Writing Prompts: Luddites

The other day, Dictionary.com’s Word of the Day was luddite, and this fascinating term has inspired this prompt.

The term luddite is often used in a derogatory manner. ‘How can you not know how to work your phone, you luddite!’ Basically, someone who is considered ignorant of how to use modern technology might be called a luddite as an insult, even though this is actually a misleading use of the word. Luddite is defined as ‘someone who is opposed or resistant to new technologies or technological change.’ There’s a distinction between struggling to come to grips with technology, and a refusal to use it.

Luddites have their historical roots in Victorian Britain, and in some ways, their original concerns reflect (as history so often does) modern-day worries. They started out as workers who were concerned that machinery was going to replace them, and to that end, textile workers would raid factories and destroy the machines that threatening their jobs. Eventually the problem became bad enough for the government to threaten execution or exile for anyone caught in acts of vandalism, and the owners of mills and factories resorted to shooting trespassers.

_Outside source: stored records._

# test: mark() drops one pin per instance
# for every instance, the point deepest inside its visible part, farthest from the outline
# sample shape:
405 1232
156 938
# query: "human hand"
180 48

In fact, at one stage the Army, numbered 12,000 strong, was deployed to the areas most affected by the Luddite Movement (largely the north of England).

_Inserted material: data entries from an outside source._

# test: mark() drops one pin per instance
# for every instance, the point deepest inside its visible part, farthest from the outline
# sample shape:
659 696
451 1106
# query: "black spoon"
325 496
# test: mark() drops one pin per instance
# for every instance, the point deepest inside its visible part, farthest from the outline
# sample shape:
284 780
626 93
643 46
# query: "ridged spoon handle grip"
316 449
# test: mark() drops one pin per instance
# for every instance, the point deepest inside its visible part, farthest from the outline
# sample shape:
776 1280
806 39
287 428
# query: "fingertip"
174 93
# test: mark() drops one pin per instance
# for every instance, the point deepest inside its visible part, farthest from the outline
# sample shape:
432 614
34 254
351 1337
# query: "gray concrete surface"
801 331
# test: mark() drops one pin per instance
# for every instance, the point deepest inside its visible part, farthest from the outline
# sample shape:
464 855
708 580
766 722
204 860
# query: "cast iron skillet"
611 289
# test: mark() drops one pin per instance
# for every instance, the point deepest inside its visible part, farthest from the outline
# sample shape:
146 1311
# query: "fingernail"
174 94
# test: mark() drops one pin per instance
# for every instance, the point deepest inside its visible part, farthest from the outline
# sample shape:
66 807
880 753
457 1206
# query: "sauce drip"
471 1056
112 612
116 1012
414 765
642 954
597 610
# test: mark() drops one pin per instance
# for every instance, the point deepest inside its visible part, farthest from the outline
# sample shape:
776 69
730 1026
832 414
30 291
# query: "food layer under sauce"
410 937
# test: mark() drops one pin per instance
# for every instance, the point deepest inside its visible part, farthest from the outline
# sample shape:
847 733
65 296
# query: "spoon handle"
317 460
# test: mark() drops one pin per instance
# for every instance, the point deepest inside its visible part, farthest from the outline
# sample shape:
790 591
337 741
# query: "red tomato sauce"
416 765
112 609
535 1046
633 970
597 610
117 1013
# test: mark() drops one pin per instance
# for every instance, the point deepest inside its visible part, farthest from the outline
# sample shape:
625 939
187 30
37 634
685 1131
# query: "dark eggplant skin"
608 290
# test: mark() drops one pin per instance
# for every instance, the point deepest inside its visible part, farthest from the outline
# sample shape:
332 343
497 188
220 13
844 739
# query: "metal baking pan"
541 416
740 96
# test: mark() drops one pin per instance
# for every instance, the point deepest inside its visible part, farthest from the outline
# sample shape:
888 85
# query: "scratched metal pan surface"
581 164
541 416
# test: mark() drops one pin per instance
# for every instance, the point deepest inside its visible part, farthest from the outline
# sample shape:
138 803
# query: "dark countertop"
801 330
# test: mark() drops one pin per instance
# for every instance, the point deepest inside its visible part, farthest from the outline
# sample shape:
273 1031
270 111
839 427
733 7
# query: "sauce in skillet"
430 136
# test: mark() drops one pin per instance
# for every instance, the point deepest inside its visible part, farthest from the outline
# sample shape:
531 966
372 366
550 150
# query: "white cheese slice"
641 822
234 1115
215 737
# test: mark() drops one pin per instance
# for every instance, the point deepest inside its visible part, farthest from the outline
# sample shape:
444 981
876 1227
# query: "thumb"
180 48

It can be argued that luddite-like actions were taking place even earlier in UK history, but it was in the 19th Century that they got organised. In modern times, people sympathetic to luddite philosophy continue to oppose the roles of machinery and automation, out of fears that people will be put out of work. One very vivid example of this is the opposition to AI writing and art. Detractors of luddites and their ideology would argue that luddites stand in the way of progress.

I for one tend to enjoy technology, I dare say it has certainly made my life easier, but then again, my job is not under threat from it. I might feel differently if I worked in manufacturing, and had to watch as machines denied me a livelihood. Who knows how many steps we all are from being luddites?